The Latest! Fund This, WiMP, Corsair+Simple Audio, Beats, Facebook, Ticketmaster, Slacker…

Dude, where’s my financing?  The month has bestowed music startups with about $4.4 million so far, which sounds soft but is actually on pace with the month for 2012 and 2011.  And the latest round shows a smarter approach: it comes from discovery app Timbre, which pulled a modest, $360,000 injection.

One day, we woke up to seemingly-infinite, cheap bandwidth, and happily adjusted.  So, is amazing sound quality quietly happening next, without us even noticing?  Everyone seems to be upgrading in the background, including Spotify competitor WiMP, which offers a dual quality choice.  The more regional, Norwegian company is now moving its ‘standard’ streaming quality from AAC+ 64 to AAC+ 96 and its ‘high quality’ from AAC 256 to AAC 320.  As a baseline, the entire, 20 million-strong catalog is being replaced with CD-quality content.
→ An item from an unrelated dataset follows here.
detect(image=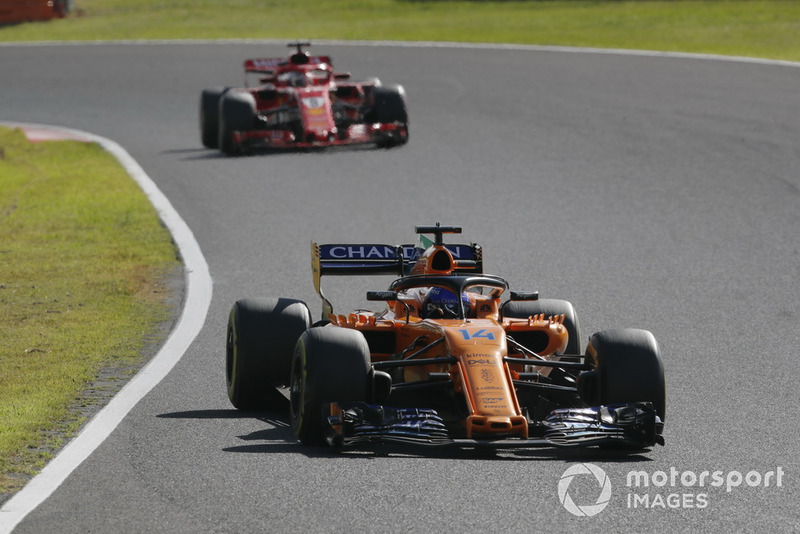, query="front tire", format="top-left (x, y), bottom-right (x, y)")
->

On the financial side, WiMP parent Aspiro has just disclosed its year-2012 results, which shows – surprise – quickly ramping revenues and growing losses as well.  This looks like a bigger issue with streaming models in general; more details and breakdowns ahead.

This has mainly been a European concern, but maybe this will change that.  Simple Audio, a Scottish company focused on networked devices for handling music across computers, TVs, iPods, iPhones, and the broader range of peripherals, has just been acquired by US-based computer component manufacturer Corsair.  This was a ‘multi-million dollar deal,’ according to the companies.

Yamaha is highly-skilled when it comes to copying stuff, but how close did they tread on the Beats Electronics portfolio of headphones?  Pretty darn close, according to visual comparisons and illustrations in legal paperwork now surfacing.  The similarities are a bit stunning, but let’s see how legally defensible these design patents are.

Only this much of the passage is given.